Dom > Aktualności > Kariera Sebastiana Stana napędzona przez 65 000 dolarów z tantiem przed rolą Zimowego Żołnierza
Sebastian Stan opowiedział o wyzwaniach na początku swojej kariery, zanim zdobył kluczową rolę Zimowego Żołnierza w Kinowym Uniwersum Marvela.
W wywiadzie dla Vanity Fair Stan ujawnił, że 65 000 dolarów z tantiem za film Hot Tub Time Machine było dla niego ratunkiem w trudnym okresie.
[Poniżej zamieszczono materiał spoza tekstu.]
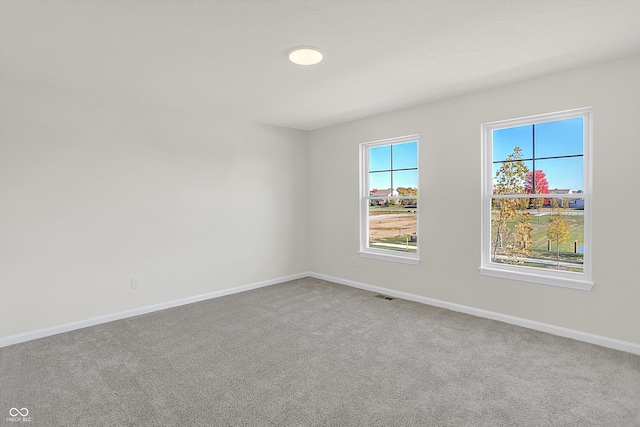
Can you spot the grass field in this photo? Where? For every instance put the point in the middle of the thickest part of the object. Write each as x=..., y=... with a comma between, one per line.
x=542, y=249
Stało się to przed tym, jak wcielił się w Jamesa "Bucky'ego" Barnesa w filmie Kapitan Ameryka: Pierwsze starcie z 2011 roku, po roli antagonisty Blaine’a w komedii science-fiction z 2010 roku u boku Chrisa Evansa.
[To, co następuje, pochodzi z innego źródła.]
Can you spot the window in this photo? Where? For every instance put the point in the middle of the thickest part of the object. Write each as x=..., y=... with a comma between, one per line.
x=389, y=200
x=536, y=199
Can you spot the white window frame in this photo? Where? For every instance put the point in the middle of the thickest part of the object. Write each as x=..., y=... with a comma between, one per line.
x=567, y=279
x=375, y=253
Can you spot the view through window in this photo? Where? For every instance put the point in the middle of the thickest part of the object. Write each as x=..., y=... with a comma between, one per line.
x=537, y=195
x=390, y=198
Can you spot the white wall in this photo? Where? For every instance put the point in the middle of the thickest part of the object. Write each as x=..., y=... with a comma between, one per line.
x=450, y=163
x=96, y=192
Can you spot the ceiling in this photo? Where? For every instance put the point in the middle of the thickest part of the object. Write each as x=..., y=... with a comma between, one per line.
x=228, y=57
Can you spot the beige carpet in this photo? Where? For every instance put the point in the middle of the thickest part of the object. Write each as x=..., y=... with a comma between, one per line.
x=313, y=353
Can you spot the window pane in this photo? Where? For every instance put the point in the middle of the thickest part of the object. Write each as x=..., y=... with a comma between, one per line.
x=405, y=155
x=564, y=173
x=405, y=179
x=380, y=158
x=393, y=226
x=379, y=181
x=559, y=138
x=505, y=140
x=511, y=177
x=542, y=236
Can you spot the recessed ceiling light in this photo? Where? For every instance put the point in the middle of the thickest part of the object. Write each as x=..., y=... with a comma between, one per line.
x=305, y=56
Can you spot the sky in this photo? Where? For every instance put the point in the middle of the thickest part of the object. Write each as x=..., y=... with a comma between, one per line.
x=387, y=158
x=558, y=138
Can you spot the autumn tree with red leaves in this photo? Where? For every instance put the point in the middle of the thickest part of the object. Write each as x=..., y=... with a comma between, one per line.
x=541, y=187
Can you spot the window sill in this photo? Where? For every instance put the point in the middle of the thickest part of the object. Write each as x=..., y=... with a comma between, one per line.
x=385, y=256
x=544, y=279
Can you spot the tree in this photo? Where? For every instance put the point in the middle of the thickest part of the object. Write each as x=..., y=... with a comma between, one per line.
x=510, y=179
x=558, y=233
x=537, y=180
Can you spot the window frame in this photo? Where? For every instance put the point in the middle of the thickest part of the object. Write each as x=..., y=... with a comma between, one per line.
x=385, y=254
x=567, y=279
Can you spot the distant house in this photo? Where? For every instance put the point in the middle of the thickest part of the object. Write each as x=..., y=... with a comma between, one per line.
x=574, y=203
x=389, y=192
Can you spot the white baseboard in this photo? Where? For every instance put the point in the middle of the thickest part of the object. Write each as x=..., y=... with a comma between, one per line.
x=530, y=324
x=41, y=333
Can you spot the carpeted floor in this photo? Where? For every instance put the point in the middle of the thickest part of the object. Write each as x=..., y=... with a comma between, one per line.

„Naprawdę miałem problem ze znalezieniem pracy” – przyznał Stan. „Mój menedżer biznesowy zadzwonił, mówiąc, że uratowało mnie 65 000 dolarów z tantiem za Hot Tub Time Machine.”
Prezes Marvel Studios, Kevin Feige, powiedział Vanity Fair, że Stan wyróżniał się w roli Zimowego Żołnierza, mimo że тогда był mniej znanym aktorem.
„Jego głębia i intensywność były widoczne od samego początku” – zauważył Feige. „Powiedziałem producentowi Stephenowi Broussardowi: ‘Będzie solidnym Buckym, ale wyjątkowym Zimowym Żołnierzem.’”
Stan powrócił do swojej roli w filmach Kapitan Ameryka: Zimowy Żołnierz (2014), Kapitan Ameryka: Wojna bohaterów (2016), licznych filmach Avengers oraz w tegorocznym Kapitan Ameryka: Odważny Nowy Świat. W przyszłym miesiącu powróci jako superbohater w filmie Thunderbolts. Włączenie Stana do obsady Avengers: Doomsday sugeruje, że Bucky pozostanie kluczową postacią w MCU przez wiele lat.